Okta SSO is only available on the Pro tier.
Learn more about our pricing here.
If your organization is already using Okta for authentication and management, existing Koan users can use it to sign in. SSO configuration requires being an organizational admin. Please reach out to us at firstname.lastname@example.org for help configuring your Koan instance appropriately. To set up Okta SSO, we'll need to:
gather some information about Okta server
create an Okta OpenID Connect application
assign Okta users to the new application
Here's how it works.
Find your Okta Base URL
Visit the Okta developer docs and locate your API Base URL. We'll need the URL origin (highlighted portion of the URL below).
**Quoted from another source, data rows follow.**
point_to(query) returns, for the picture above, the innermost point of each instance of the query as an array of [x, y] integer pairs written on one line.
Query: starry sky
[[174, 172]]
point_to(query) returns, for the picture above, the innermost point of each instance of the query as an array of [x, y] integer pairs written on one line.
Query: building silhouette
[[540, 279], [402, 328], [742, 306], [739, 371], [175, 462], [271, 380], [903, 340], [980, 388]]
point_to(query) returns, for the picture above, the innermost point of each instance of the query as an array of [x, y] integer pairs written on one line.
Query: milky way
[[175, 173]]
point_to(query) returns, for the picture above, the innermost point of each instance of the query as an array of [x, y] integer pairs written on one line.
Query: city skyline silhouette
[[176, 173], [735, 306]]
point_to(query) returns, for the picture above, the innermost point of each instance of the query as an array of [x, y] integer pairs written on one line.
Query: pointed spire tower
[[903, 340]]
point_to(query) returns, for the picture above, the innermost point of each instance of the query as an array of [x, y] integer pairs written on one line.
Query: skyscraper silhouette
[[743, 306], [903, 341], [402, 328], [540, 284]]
Optionally, if you're using an Okta Auth Server, you'll also need your Auth Server ID to tell Koan where to send authorization requests
Create an Okta OpenID Connect application
Next, we'll create a new OpenID Connect application to let Koan create and verify authorization requests. From within the Okta dashboard,
Navigate to the "applications" tab
Click "Add Application", then "Create New App"
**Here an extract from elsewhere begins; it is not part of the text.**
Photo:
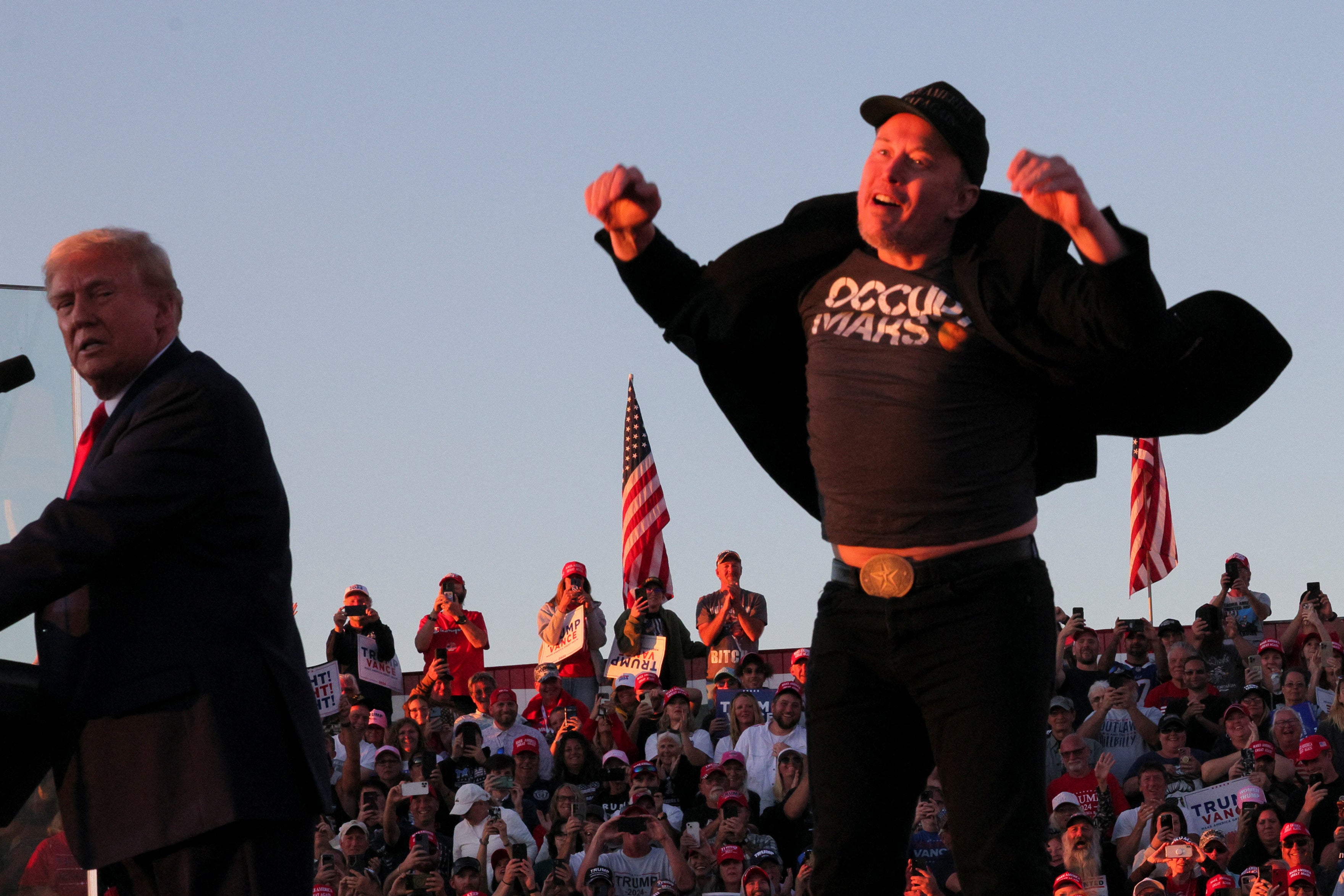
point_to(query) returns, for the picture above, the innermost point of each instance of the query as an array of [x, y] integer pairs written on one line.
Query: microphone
[[15, 373]]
For Application Integration, choose:
- Platform: web
- Sign on method: OpenID Connect
For OpenID Connect Integration, choose:
- Application name: Koan
- Login redirect URI: https://myapp.koan.co/callbacks/oauth/okta (replace myapp with your Koan domain)
- Initiate login URI: https://myapp.koan.co/oauth/redirect/okta/signin (replace myapp with your Koan domain)
Copy your new app's Client ID and Client secret
Assign users to the application
Next, let's assign Okta users to the new application. We'll assign everyone by default, but you may only assign the users or teams that are actively using Koan if you wish.
Click "Applications" in the Okta menu and choose the new "Koan" application
In "Assignments", click the "Assign" dropdown and choose "Assign to Group"
Locate "Everyone" and click "Assign"
Browse to https://myapp.koan.co/org/configure/integrations/okta, replacing myapp with the name of the Koan organization you administer
Enter the Origin, Auth Server ID, Client ID, and Client secret from Okta
Click "Save Configuration"
That's it! Members of your organization can now sign in to Koan with Okta.